I have summarised the sort of criteria that have to be applied by the prison medical officer. That is the first stage. There have to be rules telling the medical officer when he should refer. When he refers, he is referring the case out of the prison to the Home Office. As to whether a case when referred to the Home Office comes straight on to the Minister’s desk, I am not qualified to say. The hon. and learned Gentleman will realise my difficulty. I will check with my noble Friend and ask him to reply by letter to the hon. and learned Gentleman. I do not want to find that I have been in error, although I think I know what happens in these cases. I have had the opportunity of looking at the instructions and practices which are carried out. I do not think there is any evidence that they are deficient.

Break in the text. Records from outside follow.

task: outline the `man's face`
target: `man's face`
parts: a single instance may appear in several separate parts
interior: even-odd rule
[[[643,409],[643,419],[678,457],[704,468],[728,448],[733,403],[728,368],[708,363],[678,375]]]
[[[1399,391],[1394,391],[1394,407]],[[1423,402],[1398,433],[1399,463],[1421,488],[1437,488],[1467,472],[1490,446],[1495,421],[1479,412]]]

This has been an interesting debate. It has given me the opportunity of pointing out that certain changes have taken place, although they are not of a major sort. It gives me the opportunity to thank the hon. and learned Gentleman not only for having raised the case but also for having taken a close interest in the welfare of this young man and for having gone to a great deal of trouble to ensure that he could go into a hospice when he was moved from a hospital in Leicester.
It is appropriate that I should end my remarks by voicing my thanks to the learned and hon. Gentleman, but I think that I have also, in a friendly and co-operative spirit, rebutted some of the rather exaggerated criticisms that he made.